I learned from my earlier question that the real Lie group $SU(n)$ is a real form of $SL(n,\mathbb{C})$, or in other words, $SL(n,\mathbb{C})$ is the complexification of $SU(n)$.
For the corresponding Lie algebras I verified that given $C\in \mathfrak{sl}(n,\mathbb{C})$ I can find $A,B\in \mathfrak{su}(n)$ such that $C=A+iB$. And similarly, if $A,B\in \mathfrak{su}(n)$, then $A+iB \in \mathfrak{sl}(n,\mathbb{C})$. Which I understand to mean that $\mathfrak{sl}(n,\mathbb{C})=\mathfrak{su}(n) \bigoplus \mathfrak{su}(n)$, and, in fact, $\mathfrak{sl}(n,\mathbb{C})=\mathfrak{su}(n) \bigotimes \mathbb{C}$.

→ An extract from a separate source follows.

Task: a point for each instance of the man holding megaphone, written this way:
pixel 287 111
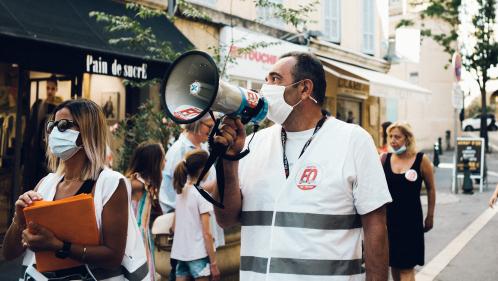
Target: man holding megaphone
pixel 307 189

But as regards the Lie groups, I fail to similarly break down a special linear matrix $C\in SL(2,\mathbb{C})$ into two special unitary matrices $A,B\in SU(2)$. For example, when I solve:
$$\begin{pmatrix}1 & 1\\ 0 & 1\end{pmatrix} = \begin{pmatrix}a & b\\ -b^* & a^*\end{pmatrix} + i \begin{pmatrix}c & d\\ -d^* & c^*\end{pmatrix}$$ I get: $$\begin{pmatrix}1 & 1\\ 0 & 1\end{pmatrix} = \begin{pmatrix}1 & \frac{1}{2}\\ -\frac{1}{2} & 1\end{pmatrix} + i \begin{pmatrix}0 & -i\frac{1}{2}\\ -i\frac{1}{2} & 0\end{pmatrix}$$ The last two matrices are in $U(2)$ but not in $SU(2)$ because their determinants are not equal to $1$.

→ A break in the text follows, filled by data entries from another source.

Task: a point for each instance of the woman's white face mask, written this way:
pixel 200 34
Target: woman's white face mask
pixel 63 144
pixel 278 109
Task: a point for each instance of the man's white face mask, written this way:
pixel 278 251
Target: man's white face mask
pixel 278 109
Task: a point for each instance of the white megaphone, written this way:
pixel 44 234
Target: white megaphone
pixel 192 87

So there is something more subtle going on here with the complexification.
Please, as concretely as possible, how does complexification of $SU(2)$ yield $SL(2,\mathbb{C})$? Additionally, I am curious what this example could help me understand in the Wikipedia article. Thank you!